Juru Bicara PN Ambon itu mengatakan, lahan seluas 4,6 Hektar itu dibeli oleh PT ASDP Indonesia dengan nilai Rp. 6,8 miliar. Namun, saat tanah ini dibeli, sudah ada sertifikat lahan atas atas nama Saleh Lessy (tergugat) dan sudah didirikan bangunan, rumah dan penginapan dan pohon kelapa.

Dia melanjutkan, pada 20 Okto­ber 2017 Saleh Lessy mengajukan permohonan ke ASDP dan Peng­adilan. Kemudian dana itu dicair­kan atas permohonan yang diajukan.

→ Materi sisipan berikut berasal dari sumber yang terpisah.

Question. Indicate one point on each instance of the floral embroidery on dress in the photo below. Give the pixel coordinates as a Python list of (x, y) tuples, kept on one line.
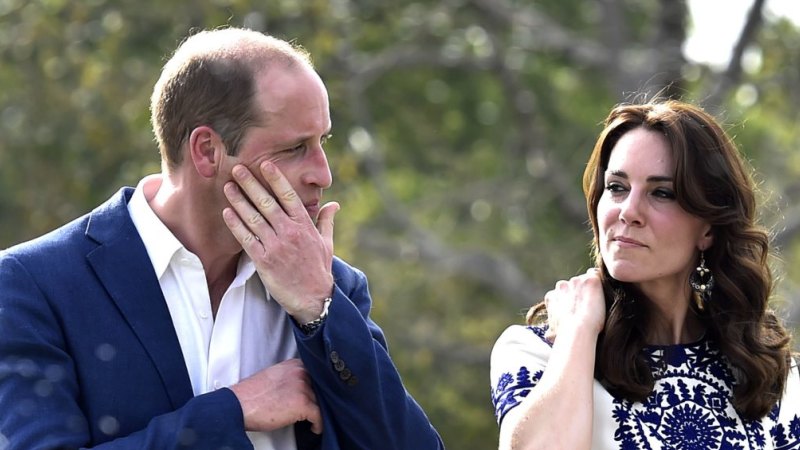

“Kalau mau dipermasalahkan silakan,” kata dia.

Wenly menyebut, dalam perkara ini pihak tergugat adalah PT ASDP Ferry ASDP Indonesia Ferry, La Jamali, Saleh Lessy, Muham­mad Lessy, Daud Hekwan dan Ketua BPN Malteng. “Jadi kalau upaya mau melapor ke KPK, ya silahkan. Ha­kim yang pimpin perkara ini, saat itu Felix Wiusan. Sementara Ketua PN saat itu adalah Susilo yang kini menjabat Hakim Agung,” tutup dia. (S-49)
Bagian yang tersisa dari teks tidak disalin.